Picasa is great for naming JPGs. I want a similar tool for PDFs.
A tip: If the doc doesn't tell the date, you guess it, like 2006.12.XX or 1980.XX.YY.
A tip: Scan each document to a single PDF but combine them later to logical multi-page PDFs.
4. How to dispose your scanned originals
Quick answer: you shred them and recycle. Keep only the most important.
I have a small shredder. It is useless. Waste of time and energy for anything except must destroy docs like the ones you take home from office.

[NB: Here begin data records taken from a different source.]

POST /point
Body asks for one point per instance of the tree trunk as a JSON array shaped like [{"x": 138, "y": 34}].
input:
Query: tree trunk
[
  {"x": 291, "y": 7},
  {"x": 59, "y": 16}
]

Instead of shredding, I use a cardboard box where I throw everything to be destroyed and recycled later. You must have a place for centralized, secure document disposal. For example, sneak the documents in your workplace and use their disposal facilities.
Final words
I have been scanning documents for three years now. First with a Canon Pixma MP150 and now with the Lexmark X9575. It takes time and you should value your time properly. Don't go into it yet if you're not willing to fight technical issues. In a few years you probably get your documents picked up from your house anyway, with scans delivered, secured and backed up somehow.
So why bother? Because of the thrill, man. No matter what the business cycle is today, we as a people are finally getting rid of paper, for good. And only by understanding the details involved, you prepare yourself for the future.
So, how about Lexmark X9575. Here's my conclusions:
What I wanted
- Reliable, fast ADF
- No-hassle automatic scan-to-pdf. Result pdfs should be "image with text below" and wait in a folder to be renamed manually later.
- Reliable software with automation features
- Silent operation, or wlan to put the machine away from me
What I got
- Good enough ADF. My scan machine is old enough to be the speed bottleneck, not the scanner. Actually, the ADF is reliable enough that it could be bigger, like 100 docs.
- Hassle with scanning A4 size docs with default software. Letter/Legal scanning should be ok. No points for Lexmark i18n. They should shame.
- Buggy default software. But this is what you get with less than 500€. You just have to learn to deal with it. Scan-to-PDF automatization didn't work with full ADF load. Losing 50 scans sucks.
- Silent operation AND wlan, good
-mika-
P.S. I intend to add more tips for the scanning process as I get more experience with the current tools.